Супруги переехали в Вязьму, думая, что атмосфера городского быта облегчит зависимость, однако это не помогло. Михаил требовал у жены очередную дозу — но в Вязьме наркотик был подотчетен, и, чтобы разжиться несколькими граммами морфия, Булгаков выписывал рецепты на имена и адреса своих вымышленных пациентов. Самым ценным предметом для него стала печать, ведь только благодаря ей он мог получить препарат. Татьяна была в отчаянии — она перепробовала все: нежность, ласку, уговоры, слезы, мольбы. Но всякий раз, слыша решительный отказ супруги идти в аптеку, писатель впадал в ярость: он кричал, рыдал, угрожал Татьяне пистолетом. Однажды запустил в нее раскаленным примусом. Лаппа вспоминала: «Хотела все бросить и уехать. Но как посмотрю на него, какой он, как же я его оставлю? Кому он нужен? Да, это ужасная полоса была…»

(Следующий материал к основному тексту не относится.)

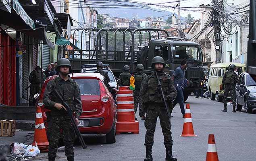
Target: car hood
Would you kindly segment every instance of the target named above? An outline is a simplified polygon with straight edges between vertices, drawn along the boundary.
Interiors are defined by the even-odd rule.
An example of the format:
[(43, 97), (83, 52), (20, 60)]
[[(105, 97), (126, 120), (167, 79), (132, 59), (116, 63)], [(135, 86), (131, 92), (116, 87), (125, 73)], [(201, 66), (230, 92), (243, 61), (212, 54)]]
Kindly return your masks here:
[(256, 86), (247, 87), (247, 89), (251, 93), (256, 93)]

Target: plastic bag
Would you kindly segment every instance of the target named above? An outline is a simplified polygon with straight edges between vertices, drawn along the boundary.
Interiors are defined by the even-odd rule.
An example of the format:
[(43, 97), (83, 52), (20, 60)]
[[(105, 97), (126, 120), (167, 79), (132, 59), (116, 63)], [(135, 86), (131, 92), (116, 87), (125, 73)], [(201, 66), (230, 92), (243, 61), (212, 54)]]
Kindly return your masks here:
[(26, 152), (22, 146), (21, 145), (19, 142), (13, 142), (11, 146), (12, 147), (12, 149), (11, 152), (12, 154), (17, 155), (20, 154), (23, 155)]
[(25, 157), (35, 157), (40, 154), (40, 150), (37, 147), (33, 147), (32, 145), (29, 145), (25, 150)]

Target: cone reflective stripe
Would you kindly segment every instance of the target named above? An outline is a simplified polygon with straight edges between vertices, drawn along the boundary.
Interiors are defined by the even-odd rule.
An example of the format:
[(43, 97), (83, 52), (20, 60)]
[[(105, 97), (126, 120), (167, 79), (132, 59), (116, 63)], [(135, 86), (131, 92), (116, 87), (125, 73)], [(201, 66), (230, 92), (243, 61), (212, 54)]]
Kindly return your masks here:
[(206, 161), (219, 161), (214, 135), (210, 134), (208, 138)]
[(47, 139), (46, 132), (43, 120), (43, 115), (40, 106), (37, 106), (36, 107), (34, 140), (32, 145), (35, 146), (36, 144), (40, 149), (40, 151), (42, 152), (48, 151), (49, 142)]
[(190, 106), (189, 103), (186, 105), (185, 118), (184, 119), (182, 134), (181, 136), (197, 136), (195, 135), (192, 123), (192, 117), (190, 111)]
[(122, 132), (138, 134), (139, 124), (139, 122), (135, 120), (133, 91), (130, 90), (129, 86), (121, 87), (117, 92), (117, 96), (116, 134)]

Лишь в Киеве дела пошли на лад. Один знакомый врач посоветовал постепенно уменьшать дозировку наркотика, разбавляя его дистиллированной водой. Чтобы покончить с чередой бесконечных страданий, Татьяне пришлось солгать мужу, что в киевской аптеке записали его адрес, — и Михаил, испугавшись, что у него отнимут печать, согласился заменить морфин на опиум.
Вред, который Булгаков нанес своему здоровью, был, к сожалению, непоправим: на 49-м году жизни у него диагностировали гипертонический нефросклероз — болезнь, при которой серьезно нарушается функция почек. Как известно, любые заболевания почек сопровождаются страшными болями — по злой иронии судьбы Булгакову снова пришлось принимать морфий. Следы наркотика были обнаружены на страницах рукописи его самого знаменитого романа «Мастер и Маргарита». Писатель скончался в 1940-м году.
Подведем итог. Не стоит воображать классиков непогрешимыми кумирами — творческим, эмоциональным и гениальным людям свойственно ошибаться, творить безумные вещи и страдать. Но не томно и возвышенно, а грязно, мучительно и страшно. И если смотреть на темную, неизведанную сторону их жизни не с точки зрения «фу, зачем портить образ», а сочувственно, проявляя эмпатию, то это поможет лучше понять их творчество, которое навсегда изменило мировую культуру.